China remains the country of origin that respondents are most concerned about (78%, nearly unchanged from 79% in 2024). This reflects political priorities and long-standing concerns about technology transfer, state influence and strategic competition. Middle East investors also face high, though slightly reduced, scrutiny, at the same time as political and economic ties grow closer.

Perhaps the most striking shift in 2025 is the deteriorating confidence toward U.S. investors: 47% of respondents believe U.S. investments should be reviewed more closely – up from 35% in 2024. In a more confrontational transatlantic climate, U.S. investors can no longer assume smooth sailing in screening procedures but must prepare for heightened scrutiny and more complicated reviews.
Stricter controls for sensitive but streamlined processes for routine cases desired
Stakeholders hold contradictory expectations regarding a dedicated German investment screening law, which is still planned but will likely have a different focus under the new government. When asked whether a new law should focus on simplification or stricter controls, 57% lean toward stricter controls, while 26% prefer simplification. The top reform priority is defining additional sensitive sectors (52%). The second priority is incorporating economic resilience and autonomy into formal review criteria (45%). Notably, stakeholders also support reducing procedural burdens (37%) and shortening review times (27%) for non-sensitive transactions. This reflects the political ambition to balance two conflicting policy goals: ensuring national security while signaling continued openness to foreign investors.
German FDI media discourse has shifted towards a more sustained debate
Media coverage of foreign investment by leading German outlets has become more sustained and thematic over the past year, shifting from episodic reporting on individual transactions to a broader debate linking FDI to Germany’s economic direction and security.

Three main themes have shaped German media reporting about FDI in the past 12 months.
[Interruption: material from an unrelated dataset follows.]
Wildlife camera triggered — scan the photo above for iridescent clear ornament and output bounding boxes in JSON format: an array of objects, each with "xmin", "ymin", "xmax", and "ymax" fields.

First, media coverage connects foreign investment more closely with Germany’s broader economic and security trajectory. Reporting intensified around the federal elections and government formation, highlighting stricter “national security” considerations cited by the coalition agreement as well as reactions to more interventionist U.S. trade and industrial policy. A second recurring theme is Germany’s diminishing appeal as an investment destination. Coverage repeatedly highlights concerns about economic competitiveness, with media using FDI inflows as indicators of Germany’s overall economic direction. Third, while reporting has become more continuous, high-profile transactions remain focal points for debate. Transactions involving German target companies such as the Covestro acquisition and APG’s and GIC’s investments into TenneT continue to generate substantial coverage and serve as catalysts for broader debates.
This presents both opportunities and risks for deal framing. While highlighting economic benefits and credible commitments can generally help shape positive narratives, understanding sensitivities and calibrating messaging in line with evolving political priorities remain essential to building support and getting the deal done.